If you mean, 'a pdf version of the TCP transcription,' then this is just a matter of how best to generate a readable pdf from an XML source, and where to get the 'styling' (display) information from. You have many choices. For example:
Once you've either accepted our styling (simple and garish as it is, designed for the use of in-house editors more than readers), you can either use your browser's 'print to pdf' function again, or use external XML-to-PDF software. We have had good luck with the app called "wkhtmltopdf", which, though no longer under development, can still be obtained from https://wkhtmltopdf.org/. The syntax for conversion is very simple, the process is very quick, and the command-line form allows you to batch-convert any number of files. For a single file, use
wkhtmltopdf --allow ./STYLESHEET.css ./FILEIN.xml FILEOUT.pdf
Or run it from a (Windows) batch file like this:
FOR %%a IN (*.xml) DO "C:\Program Files\wkhtmltopdf\bin\wkhtmltopdf" --allow ./STYLESHEET.css %%a ./pdf/%%a.pdf
During one test, we were especially intrigued by the different file sizes of the pdfs produced by different engines, starting with an XML file of 476 kB: Firefox native: 965 kB, Foxit pdf writer (run by MS Edge): 72,976 kB; Microsoft pdf writer: 49,152 kB; Chrome pdf writer: 2,329 kB; wkhtmltopdf: 696 kB. Your results may differ.
We have run the wkhtmltopdf process on all of the Evans-TCP files, with seeming success, and can readily do the same on any requested file or batch of files.
NOTE: styling XML with CSS has one major problem: CSS notoriously cannot handle tables. If the file depends on tables (and many do), you are best served by going the HTML route -- either using our online HTML, or converting the XML to HTML on your own.
We have in the past supplied subsets of the TCP files in some version of 'plain-text' format -- but only after discussing with the requester what exactly is meant by 'plain-text' in the particular instance. We can certainly do that again, or work with the requester to get it done, but hesitate to provide a one-size-fits-all 'plain text' without prior consultation, and without prior consideration of the intended purpose. The transcribed books are, after all, books, not just texts, with all the messiness that that implies. What should we do especially with all the textual objects that interrupt the main text flow? Marginal notes? indications of illegibility? inline illustrations? Or text that appears within illustrations? Likewise, what should we do with textual information stored in attribute values, such as page numbers? What to do with tables, nested lists, and numeric data? With attached catalog records (metadata)? With unusual characters, symbologies, and character encodings? With end-of-line hyphens? Once these questions are addressed, we can generally modify our generic 'stripmarkup' script and produce the appropriate format--or at least provide enough information to enable the user to do so in a more nuanced way.
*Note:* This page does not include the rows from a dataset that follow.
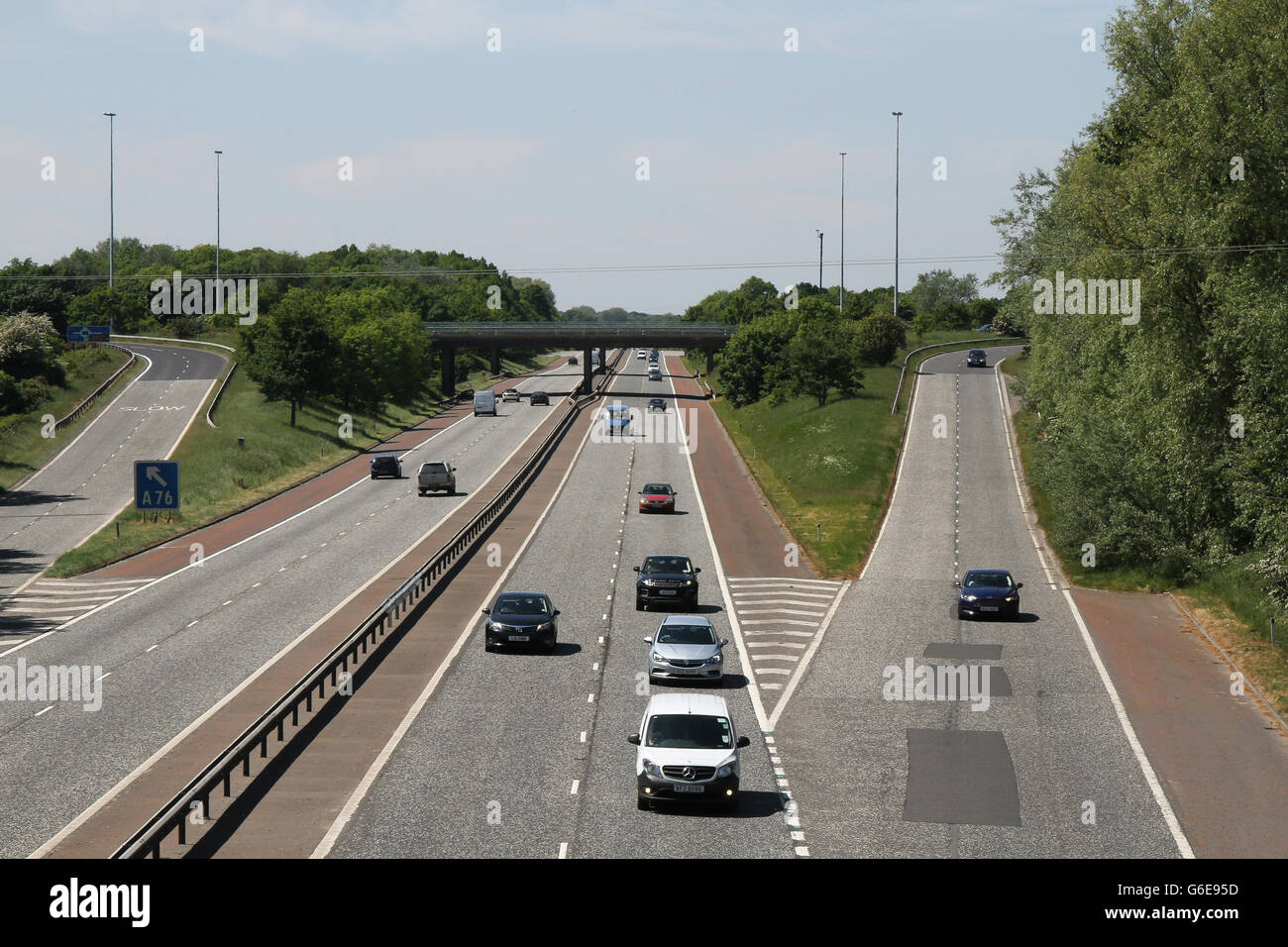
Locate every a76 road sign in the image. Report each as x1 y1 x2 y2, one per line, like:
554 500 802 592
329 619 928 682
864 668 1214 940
134 460 179 510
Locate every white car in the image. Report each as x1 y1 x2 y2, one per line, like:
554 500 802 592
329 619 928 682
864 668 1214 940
628 693 751 811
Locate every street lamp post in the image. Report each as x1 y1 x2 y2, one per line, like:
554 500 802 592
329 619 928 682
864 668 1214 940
890 112 903 318
103 112 116 286
215 150 223 279
814 231 823 288
841 151 845 312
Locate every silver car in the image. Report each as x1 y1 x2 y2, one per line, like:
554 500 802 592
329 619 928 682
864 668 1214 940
644 614 729 683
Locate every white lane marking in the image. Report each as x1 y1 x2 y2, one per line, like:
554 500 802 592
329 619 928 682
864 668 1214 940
43 363 567 644
309 381 604 858
993 353 1194 858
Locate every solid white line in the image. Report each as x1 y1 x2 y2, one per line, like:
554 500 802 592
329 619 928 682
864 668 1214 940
667 366 770 732
993 355 1194 858
309 383 604 858
27 375 572 858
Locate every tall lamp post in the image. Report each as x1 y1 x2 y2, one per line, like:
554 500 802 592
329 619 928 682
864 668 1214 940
103 112 116 286
814 231 823 288
215 150 223 279
841 151 845 312
890 112 903 317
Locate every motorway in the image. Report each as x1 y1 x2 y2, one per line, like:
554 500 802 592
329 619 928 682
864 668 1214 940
0 343 227 633
0 355 581 857
12 347 1288 858
329 360 793 858
776 348 1180 857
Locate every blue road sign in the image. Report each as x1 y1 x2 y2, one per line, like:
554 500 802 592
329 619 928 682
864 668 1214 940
134 460 179 510
67 326 112 342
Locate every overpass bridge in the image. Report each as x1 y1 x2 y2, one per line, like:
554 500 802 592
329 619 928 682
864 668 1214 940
424 320 737 391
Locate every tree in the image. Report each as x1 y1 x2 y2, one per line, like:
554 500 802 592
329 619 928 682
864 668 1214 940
241 290 336 428
855 314 909 366
786 318 863 407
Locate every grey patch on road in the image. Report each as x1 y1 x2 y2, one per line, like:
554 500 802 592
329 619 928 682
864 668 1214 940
903 728 1020 826
922 642 1002 661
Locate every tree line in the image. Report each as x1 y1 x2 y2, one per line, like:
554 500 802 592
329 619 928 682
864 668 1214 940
993 0 1288 605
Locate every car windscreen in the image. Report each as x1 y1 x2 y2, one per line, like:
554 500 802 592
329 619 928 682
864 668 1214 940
962 573 1012 588
640 556 693 574
644 714 733 750
657 625 716 644
492 595 550 614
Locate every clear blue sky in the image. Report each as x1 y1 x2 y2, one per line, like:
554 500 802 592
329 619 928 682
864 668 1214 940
0 0 1115 312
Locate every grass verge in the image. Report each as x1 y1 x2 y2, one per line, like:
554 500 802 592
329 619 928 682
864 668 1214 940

We have attempted to do so for subsets in the past. This poses questions similar to those attending 'plain-text' files, since to arrive at a word count requires an understanding of what constitutes a word. Do partially illegible strings count? Abbreviations? numbers? tabular data? Counting the words in one sample of about 700 EEBO-TCP files suggests that we can expect approximately 6.89 bytes per word: that is, dividing the file size by 6.89 will yield an approximate word count for any given file or set of files, at least in the EEBO corpus. The entire EEBO corpus on that basis contains about 1.6 billion words. On the same basis, ECCO-TCP contains 138 million and Evans 100 million words. .
Yes. The metadata for the TCP texts comes in four overlapping or mutually interacting forms, and exemplifies the general TCP philosophy of focusing on text capture and markup, leaving the cataloging to others (to catalogers, in fact), and leveraging existing resources rather than creating everything afresh -- just as we did with the underlying images.
We hope to make the MARC for ECCO-TCP available here soon.